Generate Model

Generate the Model

namespace: integration

From tracking and optimization, now we have frames with accurate poses. How to generate a dense model?

TSDF

TSDF is an implicit representation of a 3D scene. The world is divided into a voxel, and each voxel stores the distance to the nearest surface. This distance is signed, and the position interpolated to 0 is the real surface If the distance is very far, it is actually useless and can be truncated directly, which is TSDF (Truncated Signed Distance Field).

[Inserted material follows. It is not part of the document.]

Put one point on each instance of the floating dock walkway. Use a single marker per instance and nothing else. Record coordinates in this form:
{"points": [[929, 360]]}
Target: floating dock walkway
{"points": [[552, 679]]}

In OnePiece, such voxel is defined as:

class TSDFVoxel
{
    public:
    //distance
    float sdf = 999;
    //weight
    float weight = 0;
    //color
    geometry::Point3 color = geometry::Point3(-1,-1,-1);
};

OnePiece use voxel-hashing to save the voxels that are close to surface for memory and time efficiency. $8\times 8 \times 8$ voxels are treated as a cube, and these Cube is stored through a spatial hash list.

class VoxelCube
{
    public:
    std::vector<TSDFVoxel> voxels;
    Eigen::Vector3i cube_id;
};

Through the ID of the Cube, you can easily find the location of the Cube, and then find the internal voxel. The hash map of the Cube is encapsulated in the class CubeHandler.

From Frame to TSDF

How to get the sdf value of a voxel through a frame? First, we calculate the position of the world coordinate system of the Voxel center through the position of voxel and the cube where it is located, and then project this position into the frame to find the corresponding depth. This depth is distance the point of the surface to the camera plane. Then SDF is defined as: $$ sdf = z(T^{-1} * p_v) - d(\omega(T^{-1} * p_v)) $$

$z(\cdot)$ get the third value of a 3D vector, $d(\cdot)$ get the depth of an uv coordinate, $\omega$ is the reprojection function.

One problem is that the three-dimensional world is infinite, so we cannot do this operation for every voxel. Here we introduce frustum, which defines an effective imaging area for the camera. Only points in the frustum are considered. The frustum is defined in Frustum.h in OnePiece.

For a certain frame, we only process cubes in the frustum. Even so, the number of voxels is still large. So we can sample and filter based on 8-corner of a cube. If the SDF value signs of the 8 vertices are the same, we think that there is no surface in this Cube, please refer to FlashFusion for details.

A voxel's sdf may get different results for multiple frames, so we use weighted addition according to weight to get the final value.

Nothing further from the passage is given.